New Public Health Minister Anutin Charnvirakul has ordered ministerial regulations to be revised to help 3,000 folk practitioners, including activist Decha Siripat, prescribe cannabis without violating narcotic laws.
Without the amendment, these practitioners will not be allowed to use cannabis because the 2018 Narcotic Act permits only professionals -- such as doctors, pharmacists, dentists and licensed Thai traditional medical practitioners recognised by the Thai Traditional Medical Professions Act -- to prescribe cannabis to their patients.
Mr Decha and 3,000 other practitioners received a five-year-certificate from the Department of Thai Traditional and Alternative Medicine (DTTAM) to tend to their patients, but they are not treated as professionals under the law.
If they want to acquire that status, they need to undergo a lengthy process -- which takes a year -- to get approval from the Ministry of Public Health.
"The amendment is an attempt to help users of cannabis taking the drug for medical reasons. We want to make sure patients and medical practitioners of cannabis medical treatment will be free from legal problems," Mr Anutin said yesterday. He was speaking after a meeting of advocacy groups.

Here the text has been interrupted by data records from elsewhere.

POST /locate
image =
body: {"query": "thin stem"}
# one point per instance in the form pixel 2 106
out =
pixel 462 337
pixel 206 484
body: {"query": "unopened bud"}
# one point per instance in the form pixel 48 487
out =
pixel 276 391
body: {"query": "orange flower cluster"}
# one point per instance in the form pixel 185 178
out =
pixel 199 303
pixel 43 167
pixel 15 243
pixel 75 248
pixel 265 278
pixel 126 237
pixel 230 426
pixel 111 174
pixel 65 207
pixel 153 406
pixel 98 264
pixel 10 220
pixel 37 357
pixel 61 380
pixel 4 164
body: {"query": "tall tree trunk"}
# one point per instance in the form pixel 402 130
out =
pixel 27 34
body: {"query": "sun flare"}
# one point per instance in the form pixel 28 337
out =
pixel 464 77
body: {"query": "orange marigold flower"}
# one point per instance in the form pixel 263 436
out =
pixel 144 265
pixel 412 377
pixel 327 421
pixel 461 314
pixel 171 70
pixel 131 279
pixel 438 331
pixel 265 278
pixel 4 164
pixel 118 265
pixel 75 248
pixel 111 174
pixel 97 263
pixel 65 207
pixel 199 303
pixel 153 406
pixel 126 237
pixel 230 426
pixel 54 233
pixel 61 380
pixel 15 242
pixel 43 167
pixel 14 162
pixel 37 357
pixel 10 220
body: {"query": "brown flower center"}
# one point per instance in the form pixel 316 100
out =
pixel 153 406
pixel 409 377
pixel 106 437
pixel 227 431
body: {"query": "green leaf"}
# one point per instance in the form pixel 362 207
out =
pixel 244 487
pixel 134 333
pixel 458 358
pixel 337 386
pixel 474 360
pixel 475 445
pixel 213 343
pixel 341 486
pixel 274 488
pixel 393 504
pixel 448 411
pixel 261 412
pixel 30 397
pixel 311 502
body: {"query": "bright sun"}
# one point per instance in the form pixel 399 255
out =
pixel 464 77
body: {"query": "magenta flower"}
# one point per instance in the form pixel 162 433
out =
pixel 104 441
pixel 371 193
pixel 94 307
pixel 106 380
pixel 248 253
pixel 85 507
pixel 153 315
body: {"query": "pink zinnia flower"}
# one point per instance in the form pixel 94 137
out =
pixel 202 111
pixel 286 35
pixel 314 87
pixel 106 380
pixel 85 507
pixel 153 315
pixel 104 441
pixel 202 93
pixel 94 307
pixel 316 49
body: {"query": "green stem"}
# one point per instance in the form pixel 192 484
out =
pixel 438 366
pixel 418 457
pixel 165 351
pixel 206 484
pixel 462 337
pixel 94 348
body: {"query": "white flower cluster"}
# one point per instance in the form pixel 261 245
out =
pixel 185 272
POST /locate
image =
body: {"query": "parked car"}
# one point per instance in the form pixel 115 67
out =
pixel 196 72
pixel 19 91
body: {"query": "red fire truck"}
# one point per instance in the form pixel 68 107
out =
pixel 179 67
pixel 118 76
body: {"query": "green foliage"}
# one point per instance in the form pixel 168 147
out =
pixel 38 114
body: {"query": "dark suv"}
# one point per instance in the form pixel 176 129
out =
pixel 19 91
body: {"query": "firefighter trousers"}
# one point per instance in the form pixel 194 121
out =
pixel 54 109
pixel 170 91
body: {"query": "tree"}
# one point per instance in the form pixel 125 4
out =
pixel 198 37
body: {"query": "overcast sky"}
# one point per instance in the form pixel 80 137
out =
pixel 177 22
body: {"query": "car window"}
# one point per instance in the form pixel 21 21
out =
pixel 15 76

He said the amendment will add a clause that automatically includes these 3,000 practitioners under the Thai Traditional Medical Professions Act.
The move comes after the Food and Drugs Administration (FDA) on Friday announced it could not approve the "Decha Oil" formula cannabis-extract oil because Mr Decha was not a professional under Thai Traditional Medical Professions Act.
Mr Decha is president of the Khaokwan Foundation, a sustainable agriculture advocacy group. Three years ago he started giving away his own version of cannabis oil to patients for free.
The changes to the law will start next week and will be completed for Mr Anutin to sign in August, according to Rossana Tosittrakul, a former senator and representative of the Network of advocacy group on cannabis medical treatment who was also at the meeting.
"The regulation amendment will clear technical barriers which delay access of patients to cannabis treatment. We do not want to see thousands of patients wait in vain or die from waiting because the law has a technical problem," she said.
She added that the meeting also discussed the transfer of patients waiting for Decha Oil to receive medical treatment from other facilities approved by the ministry.